TLDR:
- Bitcoin faces continued structural pressure amid inactive stablecoin liquidity.
- Stablecoin Supply Ratio shows negative readings across short, medium, and long-term oscillators.
- Price rebounds struggle as capital remains in stablecoins instead of spot exposure.
- Market shift depends on renewed stablecoin demand, not short-term price momentum.
Bitcoin continues to trade under structural pressure, with the Stablecoin Supply Ratio (SSR) remaining negative across 90-day, 200-day, and 365-day oscillators.
Following a peak above $120,000 mid-year, Bitcoin’s price shifted from expansion to contraction, producing successive lower highs into late Q4 and early Q1.
The break below the zero line signaled a structural change in liquidity, reflecting deeper market conditions rather than temporary fluctuations.
Stablecoin Supply Remains Dormant Despite Available Capital
A compressed SSR indicates that stablecoin supply is large compared to Bitcoin’s market capitalization. During expansion phases, rising oscillator readings signal capital moving from stablecoins into Bitcoin, supporting upward momentum.
Currently, stablecoin liquidity exists but remains largely inactive, failing to convert into spot exposure.
The negative SSR across all timeframes suggests that defensive positioning dominates the market. Investors appear hesitant, even as substantial capital remains ready to deploy.

Source: Cryptoquant
This creates a divergence where available liquidity does not translate into buying pressure or price support.
Earlier in the year, positive oscillator readings correlated with strong price structure and controlled volatility. Sustained upside movement occurred as stablecoin demand actively entered Bitcoin, reinforcing momentum. The current absence of such behavior demonstrates passive liquidity conditions.
Downside Volatility Persists Amid Limited Demand
Following the rollover of SSR readings across short, medium, and long-term oscillators, downside volatility has increased.
Price rebounds have lacked follow-through, reflecting insufficient absorption of supply during corrective phases. This trend shows that market participants are not actively deploying stablecoin capital to stabilize Bitcoin.

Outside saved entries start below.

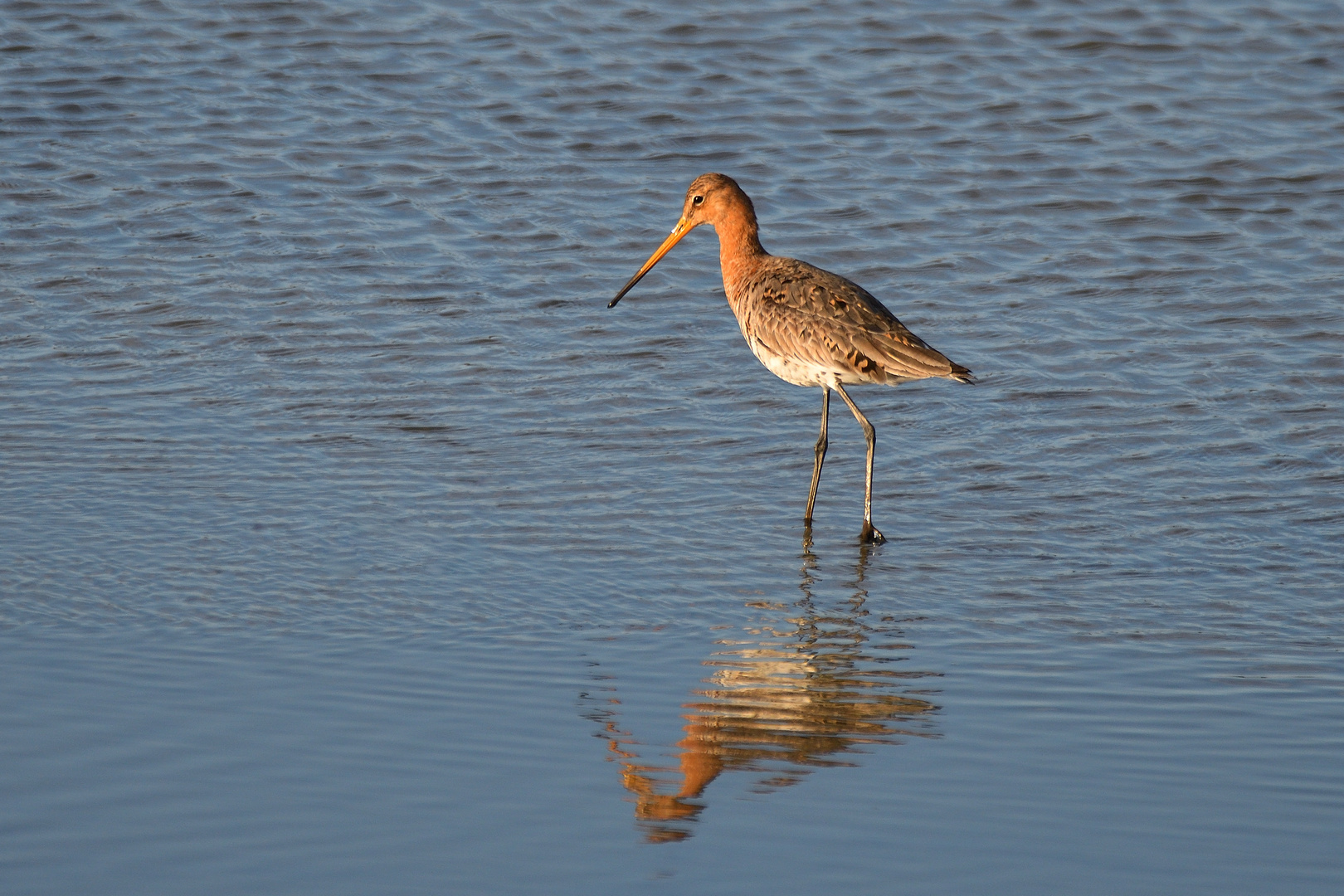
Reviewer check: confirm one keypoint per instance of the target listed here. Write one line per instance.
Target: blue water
(350, 544)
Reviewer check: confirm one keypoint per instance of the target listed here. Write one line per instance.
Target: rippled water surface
(350, 544)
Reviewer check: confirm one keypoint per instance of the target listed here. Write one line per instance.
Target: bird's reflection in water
(811, 685)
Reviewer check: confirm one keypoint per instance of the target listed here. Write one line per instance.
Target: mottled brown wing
(817, 314)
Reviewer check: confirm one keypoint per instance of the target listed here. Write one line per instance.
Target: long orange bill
(674, 238)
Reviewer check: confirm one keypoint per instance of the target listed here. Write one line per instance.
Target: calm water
(348, 544)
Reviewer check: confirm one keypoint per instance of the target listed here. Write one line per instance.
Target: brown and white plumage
(806, 325)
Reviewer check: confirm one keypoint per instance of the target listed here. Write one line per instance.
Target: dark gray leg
(821, 453)
(869, 533)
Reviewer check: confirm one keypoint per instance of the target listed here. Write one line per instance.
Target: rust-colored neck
(739, 242)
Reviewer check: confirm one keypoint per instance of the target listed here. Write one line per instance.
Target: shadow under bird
(806, 325)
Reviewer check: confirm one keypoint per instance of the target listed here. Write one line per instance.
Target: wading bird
(806, 325)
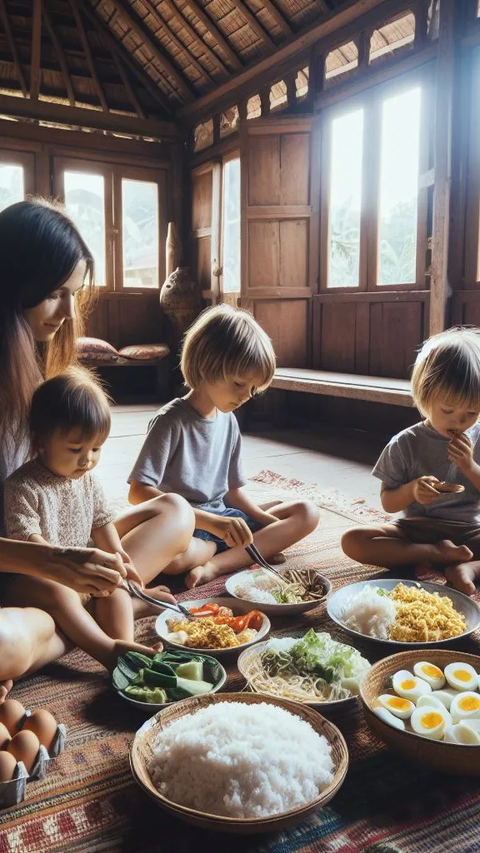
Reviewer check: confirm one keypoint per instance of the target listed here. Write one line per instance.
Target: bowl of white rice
(265, 591)
(240, 762)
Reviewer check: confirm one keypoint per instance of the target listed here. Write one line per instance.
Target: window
(398, 196)
(216, 228)
(231, 226)
(119, 211)
(84, 197)
(373, 208)
(140, 227)
(16, 177)
(340, 62)
(345, 200)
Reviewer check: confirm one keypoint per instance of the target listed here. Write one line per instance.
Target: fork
(256, 556)
(162, 605)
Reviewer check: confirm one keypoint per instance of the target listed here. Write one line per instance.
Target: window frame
(113, 175)
(25, 159)
(371, 101)
(472, 201)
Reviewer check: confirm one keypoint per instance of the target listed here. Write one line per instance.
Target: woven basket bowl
(142, 752)
(454, 759)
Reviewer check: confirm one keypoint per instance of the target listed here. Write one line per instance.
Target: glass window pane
(345, 200)
(12, 187)
(140, 223)
(231, 226)
(399, 164)
(85, 203)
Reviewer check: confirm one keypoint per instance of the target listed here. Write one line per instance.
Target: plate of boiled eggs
(442, 704)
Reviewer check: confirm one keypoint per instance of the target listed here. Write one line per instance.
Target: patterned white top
(63, 511)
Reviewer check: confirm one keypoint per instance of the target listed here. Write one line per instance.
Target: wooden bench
(374, 389)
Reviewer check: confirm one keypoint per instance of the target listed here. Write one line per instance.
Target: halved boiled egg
(388, 718)
(465, 705)
(461, 676)
(430, 700)
(401, 708)
(445, 696)
(463, 732)
(408, 686)
(430, 721)
(430, 673)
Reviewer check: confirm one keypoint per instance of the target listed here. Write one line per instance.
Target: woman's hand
(233, 531)
(132, 574)
(86, 570)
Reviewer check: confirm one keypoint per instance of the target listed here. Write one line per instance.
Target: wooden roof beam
(254, 23)
(342, 21)
(278, 17)
(127, 85)
(123, 54)
(13, 48)
(58, 48)
(88, 53)
(186, 92)
(171, 35)
(182, 20)
(83, 117)
(36, 49)
(215, 33)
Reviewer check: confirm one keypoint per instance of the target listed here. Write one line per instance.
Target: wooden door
(278, 265)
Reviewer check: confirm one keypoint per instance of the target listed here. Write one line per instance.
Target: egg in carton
(24, 758)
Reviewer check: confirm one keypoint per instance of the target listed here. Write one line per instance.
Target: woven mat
(88, 802)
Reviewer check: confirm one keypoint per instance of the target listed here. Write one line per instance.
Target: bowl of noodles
(403, 612)
(301, 590)
(313, 669)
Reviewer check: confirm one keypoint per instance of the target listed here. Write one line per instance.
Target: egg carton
(14, 791)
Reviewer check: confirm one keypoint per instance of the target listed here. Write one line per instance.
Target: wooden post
(439, 292)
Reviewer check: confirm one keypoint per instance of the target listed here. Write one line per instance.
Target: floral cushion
(94, 349)
(145, 352)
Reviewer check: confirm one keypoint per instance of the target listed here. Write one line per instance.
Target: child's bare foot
(277, 559)
(200, 575)
(448, 553)
(463, 576)
(5, 687)
(120, 647)
(142, 608)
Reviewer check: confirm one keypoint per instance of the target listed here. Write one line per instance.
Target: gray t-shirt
(196, 457)
(420, 451)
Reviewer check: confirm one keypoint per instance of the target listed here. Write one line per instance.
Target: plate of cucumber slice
(151, 682)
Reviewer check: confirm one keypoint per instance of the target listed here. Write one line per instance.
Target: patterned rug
(88, 801)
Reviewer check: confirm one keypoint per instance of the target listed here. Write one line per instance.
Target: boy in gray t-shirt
(193, 448)
(431, 471)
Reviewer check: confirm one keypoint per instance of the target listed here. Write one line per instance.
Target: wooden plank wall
(277, 220)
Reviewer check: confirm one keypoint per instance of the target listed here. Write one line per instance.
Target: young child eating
(193, 447)
(56, 499)
(431, 471)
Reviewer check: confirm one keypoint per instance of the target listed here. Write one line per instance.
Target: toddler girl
(431, 471)
(56, 499)
(193, 447)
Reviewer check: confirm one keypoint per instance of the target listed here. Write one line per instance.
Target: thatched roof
(143, 57)
(149, 58)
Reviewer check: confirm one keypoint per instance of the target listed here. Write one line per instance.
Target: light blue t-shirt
(420, 451)
(195, 457)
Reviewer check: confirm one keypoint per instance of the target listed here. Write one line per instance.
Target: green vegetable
(159, 679)
(192, 670)
(152, 695)
(194, 688)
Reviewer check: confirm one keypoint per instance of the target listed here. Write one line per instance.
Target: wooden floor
(340, 460)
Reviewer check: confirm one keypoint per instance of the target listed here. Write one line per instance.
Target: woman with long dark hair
(46, 289)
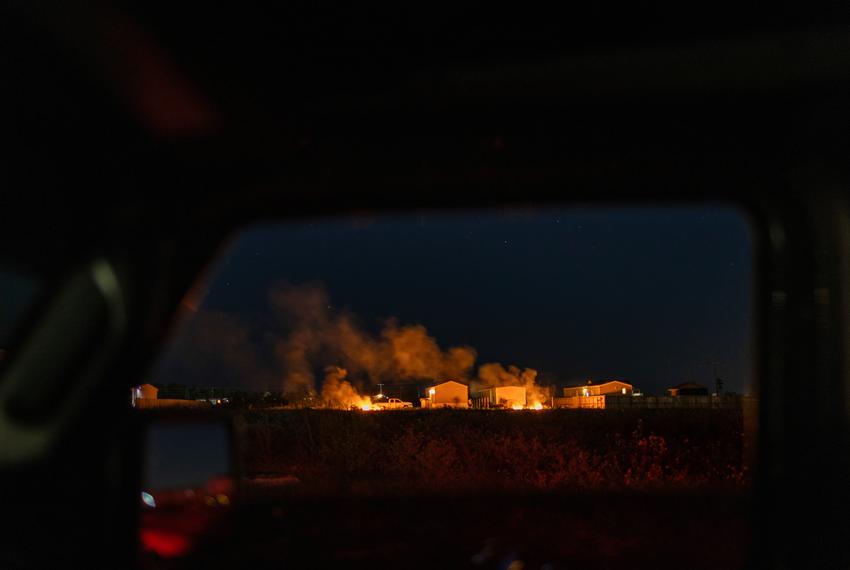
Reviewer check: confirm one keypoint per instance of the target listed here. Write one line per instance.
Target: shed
(599, 389)
(448, 394)
(500, 397)
(143, 392)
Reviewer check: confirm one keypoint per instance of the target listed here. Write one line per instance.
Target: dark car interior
(140, 136)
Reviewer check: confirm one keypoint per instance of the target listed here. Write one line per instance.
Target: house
(448, 394)
(688, 389)
(593, 395)
(599, 389)
(500, 397)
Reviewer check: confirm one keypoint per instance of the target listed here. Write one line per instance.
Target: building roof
(685, 385)
(449, 382)
(600, 383)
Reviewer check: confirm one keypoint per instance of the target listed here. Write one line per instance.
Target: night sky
(650, 295)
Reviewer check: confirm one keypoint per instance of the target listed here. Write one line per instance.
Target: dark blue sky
(647, 294)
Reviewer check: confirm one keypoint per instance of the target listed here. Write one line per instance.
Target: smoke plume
(319, 335)
(494, 374)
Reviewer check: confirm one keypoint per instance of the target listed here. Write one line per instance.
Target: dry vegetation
(457, 451)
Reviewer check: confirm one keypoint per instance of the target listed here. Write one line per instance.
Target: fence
(620, 402)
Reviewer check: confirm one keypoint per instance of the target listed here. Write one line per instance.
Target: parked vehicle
(392, 404)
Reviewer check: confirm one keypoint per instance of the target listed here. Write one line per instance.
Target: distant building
(593, 395)
(688, 389)
(448, 394)
(143, 392)
(599, 388)
(499, 397)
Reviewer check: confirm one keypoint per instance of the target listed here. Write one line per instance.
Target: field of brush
(457, 451)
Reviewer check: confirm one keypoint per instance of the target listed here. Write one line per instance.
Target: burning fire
(339, 393)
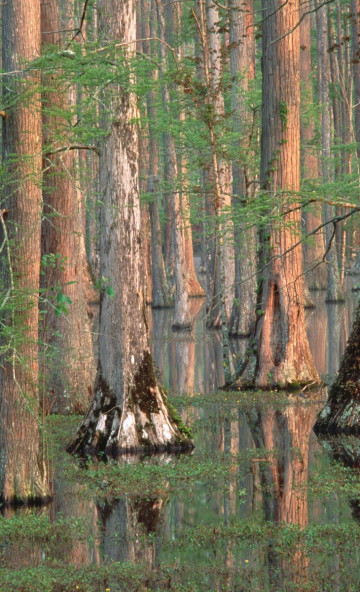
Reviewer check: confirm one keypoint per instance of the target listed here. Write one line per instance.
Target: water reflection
(140, 530)
(284, 480)
(193, 362)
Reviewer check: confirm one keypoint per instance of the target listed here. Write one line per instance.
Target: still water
(260, 505)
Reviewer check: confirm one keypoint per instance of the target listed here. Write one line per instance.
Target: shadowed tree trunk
(242, 64)
(315, 269)
(334, 291)
(128, 412)
(68, 351)
(160, 290)
(23, 476)
(284, 482)
(279, 353)
(182, 317)
(342, 410)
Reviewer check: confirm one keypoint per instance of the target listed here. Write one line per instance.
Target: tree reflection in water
(284, 480)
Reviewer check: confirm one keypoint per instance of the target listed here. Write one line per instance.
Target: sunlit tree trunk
(68, 352)
(279, 353)
(23, 476)
(128, 412)
(242, 66)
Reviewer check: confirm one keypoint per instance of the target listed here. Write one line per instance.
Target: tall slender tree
(23, 476)
(334, 291)
(242, 66)
(128, 411)
(279, 353)
(69, 365)
(314, 266)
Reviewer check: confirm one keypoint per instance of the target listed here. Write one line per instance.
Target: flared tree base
(145, 423)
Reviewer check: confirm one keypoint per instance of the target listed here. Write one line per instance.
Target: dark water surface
(260, 505)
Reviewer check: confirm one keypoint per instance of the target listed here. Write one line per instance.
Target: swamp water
(260, 505)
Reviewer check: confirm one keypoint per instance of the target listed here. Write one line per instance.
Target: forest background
(179, 100)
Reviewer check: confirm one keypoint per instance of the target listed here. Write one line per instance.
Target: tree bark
(161, 297)
(342, 411)
(279, 353)
(182, 317)
(129, 411)
(242, 67)
(314, 266)
(334, 291)
(68, 351)
(23, 475)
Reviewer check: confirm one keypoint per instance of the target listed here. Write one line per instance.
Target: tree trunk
(279, 353)
(221, 169)
(129, 411)
(68, 351)
(242, 66)
(161, 297)
(314, 266)
(182, 317)
(342, 410)
(334, 291)
(23, 476)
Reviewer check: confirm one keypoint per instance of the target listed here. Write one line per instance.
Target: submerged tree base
(342, 411)
(144, 422)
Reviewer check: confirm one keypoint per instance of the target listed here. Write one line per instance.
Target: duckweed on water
(194, 523)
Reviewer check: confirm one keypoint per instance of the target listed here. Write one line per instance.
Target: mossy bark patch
(143, 394)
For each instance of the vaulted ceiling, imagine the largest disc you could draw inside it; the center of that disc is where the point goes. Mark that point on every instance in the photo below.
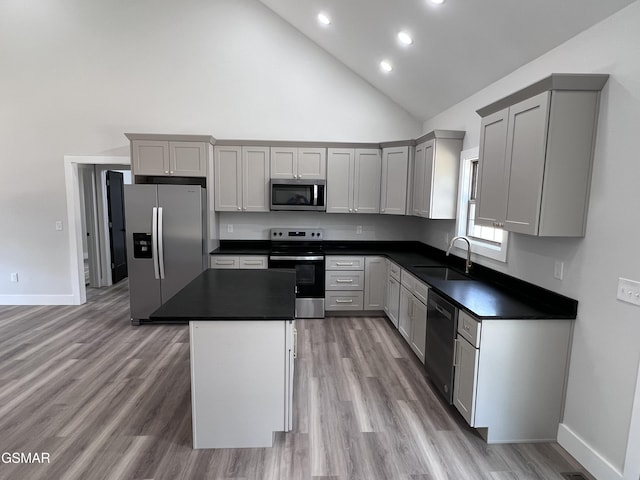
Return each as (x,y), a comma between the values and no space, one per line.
(458,48)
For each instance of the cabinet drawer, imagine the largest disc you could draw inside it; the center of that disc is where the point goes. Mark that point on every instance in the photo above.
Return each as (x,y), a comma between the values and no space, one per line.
(224,261)
(394,270)
(335,300)
(469,328)
(337,280)
(339,262)
(253,262)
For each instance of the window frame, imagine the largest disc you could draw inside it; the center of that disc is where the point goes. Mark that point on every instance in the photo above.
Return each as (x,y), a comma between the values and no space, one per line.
(478,246)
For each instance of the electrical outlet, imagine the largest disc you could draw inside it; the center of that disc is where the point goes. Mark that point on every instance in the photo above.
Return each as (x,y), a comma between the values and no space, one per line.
(629,291)
(558,270)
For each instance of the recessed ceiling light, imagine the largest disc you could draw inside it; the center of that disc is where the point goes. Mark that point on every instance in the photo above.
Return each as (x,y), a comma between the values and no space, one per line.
(324,19)
(405,38)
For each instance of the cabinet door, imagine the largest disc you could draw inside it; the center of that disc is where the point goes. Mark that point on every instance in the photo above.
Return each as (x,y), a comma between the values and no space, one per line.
(366,184)
(284,162)
(393,195)
(465,379)
(427,182)
(375,283)
(255,179)
(526,149)
(418,328)
(494,169)
(418,181)
(312,163)
(228,179)
(393,300)
(150,157)
(340,171)
(404,317)
(188,159)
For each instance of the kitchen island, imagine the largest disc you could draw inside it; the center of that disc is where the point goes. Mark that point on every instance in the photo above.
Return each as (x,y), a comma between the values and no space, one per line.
(242,341)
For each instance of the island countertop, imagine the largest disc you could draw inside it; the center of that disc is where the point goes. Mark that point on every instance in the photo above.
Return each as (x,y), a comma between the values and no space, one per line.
(233,295)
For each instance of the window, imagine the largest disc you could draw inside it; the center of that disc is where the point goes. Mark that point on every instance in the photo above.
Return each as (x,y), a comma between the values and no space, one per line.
(485,241)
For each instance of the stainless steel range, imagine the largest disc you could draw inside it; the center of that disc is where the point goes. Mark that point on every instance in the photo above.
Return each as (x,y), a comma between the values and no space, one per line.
(301,250)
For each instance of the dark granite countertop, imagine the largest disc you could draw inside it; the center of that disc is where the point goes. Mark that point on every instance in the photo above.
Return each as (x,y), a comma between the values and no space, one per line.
(487,294)
(233,295)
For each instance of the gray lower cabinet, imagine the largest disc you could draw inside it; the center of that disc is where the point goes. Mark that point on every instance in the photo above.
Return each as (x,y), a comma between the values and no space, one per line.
(355,283)
(353,180)
(435,175)
(393,187)
(510,375)
(375,283)
(241,179)
(247,262)
(412,318)
(536,157)
(392,304)
(170,155)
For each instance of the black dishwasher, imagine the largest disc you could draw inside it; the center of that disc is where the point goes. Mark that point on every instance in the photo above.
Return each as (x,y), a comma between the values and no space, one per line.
(442,324)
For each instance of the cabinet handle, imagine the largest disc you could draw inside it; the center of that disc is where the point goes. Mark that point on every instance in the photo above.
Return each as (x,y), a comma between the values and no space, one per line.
(456,363)
(295,343)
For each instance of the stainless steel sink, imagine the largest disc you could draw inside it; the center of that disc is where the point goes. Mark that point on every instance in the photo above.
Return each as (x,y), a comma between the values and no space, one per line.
(440,273)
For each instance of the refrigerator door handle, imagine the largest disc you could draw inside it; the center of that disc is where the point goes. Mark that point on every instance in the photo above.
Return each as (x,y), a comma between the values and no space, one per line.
(160,244)
(154,242)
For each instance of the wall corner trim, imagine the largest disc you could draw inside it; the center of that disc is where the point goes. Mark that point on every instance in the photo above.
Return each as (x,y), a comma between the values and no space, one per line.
(595,463)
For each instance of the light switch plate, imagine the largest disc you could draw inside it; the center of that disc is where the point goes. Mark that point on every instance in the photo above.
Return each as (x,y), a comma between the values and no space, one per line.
(629,291)
(558,270)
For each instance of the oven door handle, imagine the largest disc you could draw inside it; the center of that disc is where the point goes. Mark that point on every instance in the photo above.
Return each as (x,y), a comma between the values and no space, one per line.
(287,258)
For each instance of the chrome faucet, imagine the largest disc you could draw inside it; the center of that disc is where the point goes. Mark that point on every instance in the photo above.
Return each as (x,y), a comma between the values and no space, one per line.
(467,265)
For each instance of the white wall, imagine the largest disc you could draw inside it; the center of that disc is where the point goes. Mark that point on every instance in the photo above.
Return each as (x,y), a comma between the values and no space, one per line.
(77,75)
(255,226)
(606,346)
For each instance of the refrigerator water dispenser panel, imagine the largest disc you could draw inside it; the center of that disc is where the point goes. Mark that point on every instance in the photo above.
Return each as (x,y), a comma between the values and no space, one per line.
(142,245)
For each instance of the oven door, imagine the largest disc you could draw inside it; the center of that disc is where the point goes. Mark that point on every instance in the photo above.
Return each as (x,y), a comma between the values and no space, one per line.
(309,282)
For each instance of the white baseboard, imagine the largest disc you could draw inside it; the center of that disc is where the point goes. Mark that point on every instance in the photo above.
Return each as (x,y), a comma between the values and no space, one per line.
(38,300)
(595,463)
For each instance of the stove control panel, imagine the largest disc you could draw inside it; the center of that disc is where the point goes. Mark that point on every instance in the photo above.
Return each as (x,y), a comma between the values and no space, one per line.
(296,235)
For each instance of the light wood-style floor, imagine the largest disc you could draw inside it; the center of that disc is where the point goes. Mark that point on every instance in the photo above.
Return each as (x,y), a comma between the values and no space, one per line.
(110,401)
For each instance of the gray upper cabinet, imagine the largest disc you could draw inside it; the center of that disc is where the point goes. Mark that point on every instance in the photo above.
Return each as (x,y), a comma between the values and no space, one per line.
(300,163)
(393,188)
(435,174)
(168,155)
(353,180)
(536,151)
(241,179)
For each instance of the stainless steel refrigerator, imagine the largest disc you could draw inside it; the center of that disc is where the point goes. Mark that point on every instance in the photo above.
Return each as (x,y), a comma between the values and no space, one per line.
(166,242)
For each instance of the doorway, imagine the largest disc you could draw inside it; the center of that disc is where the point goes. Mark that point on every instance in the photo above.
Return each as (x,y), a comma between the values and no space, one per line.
(72,167)
(116,222)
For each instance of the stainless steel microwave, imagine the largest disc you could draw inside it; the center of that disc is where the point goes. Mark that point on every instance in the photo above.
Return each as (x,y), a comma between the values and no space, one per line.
(298,194)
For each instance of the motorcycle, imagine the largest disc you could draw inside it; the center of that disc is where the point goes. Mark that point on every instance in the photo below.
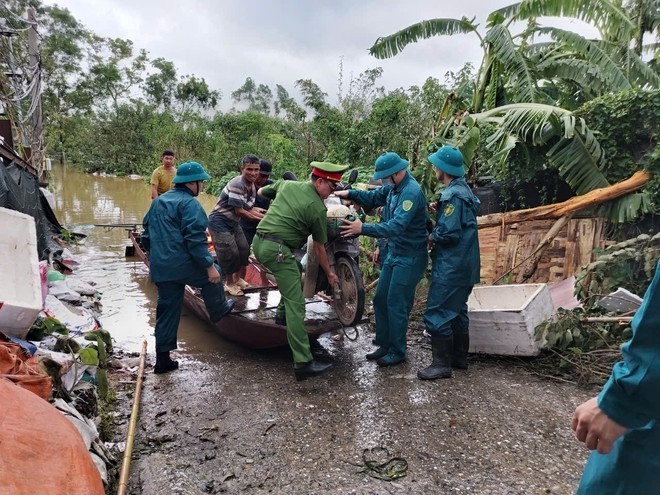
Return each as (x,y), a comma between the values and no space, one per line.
(348,295)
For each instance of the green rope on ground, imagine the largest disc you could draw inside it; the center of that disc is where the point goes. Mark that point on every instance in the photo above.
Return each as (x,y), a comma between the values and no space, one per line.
(390,470)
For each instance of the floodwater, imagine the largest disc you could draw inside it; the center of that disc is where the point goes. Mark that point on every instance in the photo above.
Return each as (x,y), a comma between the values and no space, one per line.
(128,297)
(231,420)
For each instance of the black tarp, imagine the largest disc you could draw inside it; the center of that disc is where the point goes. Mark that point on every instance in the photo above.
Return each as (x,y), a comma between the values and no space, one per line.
(19,191)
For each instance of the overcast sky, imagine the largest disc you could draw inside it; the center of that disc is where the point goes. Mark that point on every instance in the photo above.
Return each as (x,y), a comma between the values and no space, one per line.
(280,41)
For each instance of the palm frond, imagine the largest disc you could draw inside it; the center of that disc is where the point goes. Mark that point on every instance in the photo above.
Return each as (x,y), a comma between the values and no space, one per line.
(468,141)
(509,12)
(576,152)
(608,16)
(521,72)
(579,157)
(593,53)
(389,46)
(587,76)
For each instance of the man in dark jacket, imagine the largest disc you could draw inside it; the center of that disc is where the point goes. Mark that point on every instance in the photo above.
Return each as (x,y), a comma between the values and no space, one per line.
(456,267)
(175,237)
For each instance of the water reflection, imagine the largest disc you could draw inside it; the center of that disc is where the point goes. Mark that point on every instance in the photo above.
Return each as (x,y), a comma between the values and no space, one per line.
(128,297)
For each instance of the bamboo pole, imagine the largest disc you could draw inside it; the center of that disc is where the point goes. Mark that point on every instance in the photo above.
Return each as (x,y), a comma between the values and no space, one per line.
(576,203)
(126,461)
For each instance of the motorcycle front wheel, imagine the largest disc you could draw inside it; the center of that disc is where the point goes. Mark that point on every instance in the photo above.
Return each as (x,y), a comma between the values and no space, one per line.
(349,301)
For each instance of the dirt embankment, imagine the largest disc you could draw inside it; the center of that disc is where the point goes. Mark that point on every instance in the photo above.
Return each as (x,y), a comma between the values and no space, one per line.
(236,422)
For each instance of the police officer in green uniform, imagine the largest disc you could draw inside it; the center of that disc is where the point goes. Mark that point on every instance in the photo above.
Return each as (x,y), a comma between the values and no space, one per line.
(175,237)
(622,424)
(456,266)
(297,211)
(404,225)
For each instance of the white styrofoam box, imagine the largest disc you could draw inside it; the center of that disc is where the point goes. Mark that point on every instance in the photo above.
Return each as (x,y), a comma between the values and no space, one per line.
(621,301)
(20,283)
(503,318)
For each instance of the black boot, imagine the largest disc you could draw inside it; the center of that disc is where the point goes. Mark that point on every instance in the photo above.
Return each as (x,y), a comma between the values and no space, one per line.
(164,363)
(441,365)
(313,368)
(319,353)
(377,354)
(459,353)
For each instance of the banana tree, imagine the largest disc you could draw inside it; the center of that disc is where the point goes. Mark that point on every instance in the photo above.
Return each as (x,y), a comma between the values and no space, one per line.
(573,149)
(537,76)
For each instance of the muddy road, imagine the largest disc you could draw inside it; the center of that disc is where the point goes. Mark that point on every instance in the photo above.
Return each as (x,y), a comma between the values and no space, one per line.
(232,420)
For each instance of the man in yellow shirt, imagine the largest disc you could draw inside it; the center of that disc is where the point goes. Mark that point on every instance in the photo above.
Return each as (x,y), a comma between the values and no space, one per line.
(161,178)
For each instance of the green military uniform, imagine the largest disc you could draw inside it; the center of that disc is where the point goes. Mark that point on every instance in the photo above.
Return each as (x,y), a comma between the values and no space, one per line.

Historical on-chain data shows extended negative SSR regimes often precede larger inflection points. However, confirmation requires changes in investor behavior and renewed stablecoin deployment.
Without this, the market may continue under structural pressure, as liquidity remains passive despite readiness.
Market observers note that the next meaningful shift in Bitcoin will likely coincide with renewed stablecoin demand rather than purely price-driven momentum.
The system’s current configuration emphasizes the need for capital rotation to support price recovery. Recent market commentary also reflects the cautious stance of investors waiting for clearer signals.